Church boy by day and audio-obsessee by night, Daniel S Lesmana’s life revolves around the rhythms and melodies we lovingly call: Music. When he’s not behind a console mixing monitor feeds for 15-piece bands, engineering recording sessions in a studio environment, or making noise behind a drum set, he’s most likely sitting in front of his laptop typing away about audio gear with fervor and glee. The Indonesia-native has made a name for himself in Singapore, where he’s known to most store employees as “the guy who tries everything, and buys nothing.” Now, with three years of experience under his belt, specializing in custom IEMs and full-sized headphones, he’s determined to try everything for the sake of his audience.


  1. MartinJoura on

    Hi All im rookie here. Good article! Thx! Thx!

  2. Surya Pratama Wijaya on

    Hi deezel, thanks for replying.

    How would the n8t and sound writer compare to the A18 tzar. I was looking top midrange and treble performance, clean speration and layering and also slightly boosted but accurate bass. I listen to pop, edm and acoustic covers both male and female vocals mostly. An i am looking for a custom.

    Recommendations deeply appreciated.

    Btw how is the ergonomics and pliability of the wires of saladin and 1950s say compared to the latest from effect audio and plussound.

    Best Regards,

    • Deezel on

      Hi Surya,

      The entire Soundwriter write-up is a comparison against the U18t; unfortunately I can’t get any more specific without an extended listen between the two. The N8t is a much warmer, richer and bodied IEM than the U18t. The U18t is cleaner and clearer, while the N8t has a bold, voluminous bass, a butter-y midrange and a more controlled treble. It looks like what you’re looking for is an emphasis on technical performance, with moderate body from the bass, so for your preferences, I’d recommend the Soundwriter.

      All of PWAudio’s are as pliant and ergonomic as Effect Audio and PlusSound’s offerings. The only aspect in which they differ is in the feel or touch of the insulation; EA and PS’s insulations are softer to the touch. But, in usability alone, they’re pretty equal. The 1950s’ insulation was still pre-production, so I can’t comment.

  3. Surya on

    Hi deezel,
    Thanks for you excellent coverage of canjam SG. Could you rate your top three fav iems and top three fav cables. Just to sum up your overall expwriences during Can jam.


    Best Regards,

    • Deezel on

      Hi Surya,

      Thanks so much for your kind words! My top three IEMs there in terms of overall performance and personal preference were the N8t, the Soundwriter and the Vision Ears Erlkonig. But, the three most surprisingly impressive (especially in terms of value-for-money) were the AAW A3H, the Jomo Type X and a tie between the FIBAE ME and Model X.

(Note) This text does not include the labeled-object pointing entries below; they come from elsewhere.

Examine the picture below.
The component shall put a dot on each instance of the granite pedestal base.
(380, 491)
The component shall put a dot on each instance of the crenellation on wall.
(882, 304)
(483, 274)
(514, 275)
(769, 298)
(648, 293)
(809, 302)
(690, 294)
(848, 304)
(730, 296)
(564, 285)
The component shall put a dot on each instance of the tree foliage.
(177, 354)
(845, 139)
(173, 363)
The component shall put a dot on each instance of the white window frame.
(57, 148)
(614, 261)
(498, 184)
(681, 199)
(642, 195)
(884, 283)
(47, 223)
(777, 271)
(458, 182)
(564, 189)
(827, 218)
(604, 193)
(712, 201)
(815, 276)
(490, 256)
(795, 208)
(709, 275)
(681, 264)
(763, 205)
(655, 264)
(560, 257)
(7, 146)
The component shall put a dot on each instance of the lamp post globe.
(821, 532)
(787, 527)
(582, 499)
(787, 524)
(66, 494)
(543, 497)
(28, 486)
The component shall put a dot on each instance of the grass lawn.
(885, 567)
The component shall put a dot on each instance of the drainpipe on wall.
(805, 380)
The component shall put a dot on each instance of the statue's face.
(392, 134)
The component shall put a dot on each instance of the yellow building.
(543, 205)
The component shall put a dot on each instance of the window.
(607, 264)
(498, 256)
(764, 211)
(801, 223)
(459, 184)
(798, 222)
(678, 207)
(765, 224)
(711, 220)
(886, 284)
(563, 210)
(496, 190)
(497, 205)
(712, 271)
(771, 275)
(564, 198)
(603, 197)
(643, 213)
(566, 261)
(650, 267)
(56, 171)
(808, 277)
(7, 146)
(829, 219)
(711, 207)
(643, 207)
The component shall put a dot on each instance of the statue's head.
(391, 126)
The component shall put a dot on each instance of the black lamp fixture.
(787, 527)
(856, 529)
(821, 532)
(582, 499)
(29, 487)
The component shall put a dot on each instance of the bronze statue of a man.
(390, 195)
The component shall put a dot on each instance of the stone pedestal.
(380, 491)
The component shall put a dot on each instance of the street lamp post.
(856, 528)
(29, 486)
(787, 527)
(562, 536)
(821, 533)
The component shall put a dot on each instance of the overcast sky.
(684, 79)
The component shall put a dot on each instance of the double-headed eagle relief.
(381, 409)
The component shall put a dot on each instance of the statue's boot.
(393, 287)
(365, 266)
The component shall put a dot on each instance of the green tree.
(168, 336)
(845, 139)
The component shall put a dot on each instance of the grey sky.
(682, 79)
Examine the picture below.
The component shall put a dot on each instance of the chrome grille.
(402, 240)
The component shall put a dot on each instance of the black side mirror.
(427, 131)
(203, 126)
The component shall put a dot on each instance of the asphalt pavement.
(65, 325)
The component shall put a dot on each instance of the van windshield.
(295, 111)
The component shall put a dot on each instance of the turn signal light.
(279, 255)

      Cable-wise, my top three were the Saladin+, the Janus D and the 1950s. I love the Saladin+ for its warm, bodied and natural tone, mated with great imaging and stage stability. The Janus D isn’t as warm as the Saladin+ in tone, but it does have a natural timbre balanced skilfully with strong technical performance and finesse in its note release. The 1950s is absolutely a cost-no-object item, but its open stage, colourless tone and bass performance have made it an almost must-have for me. I’ve honestly never heard the Phantom sound as good.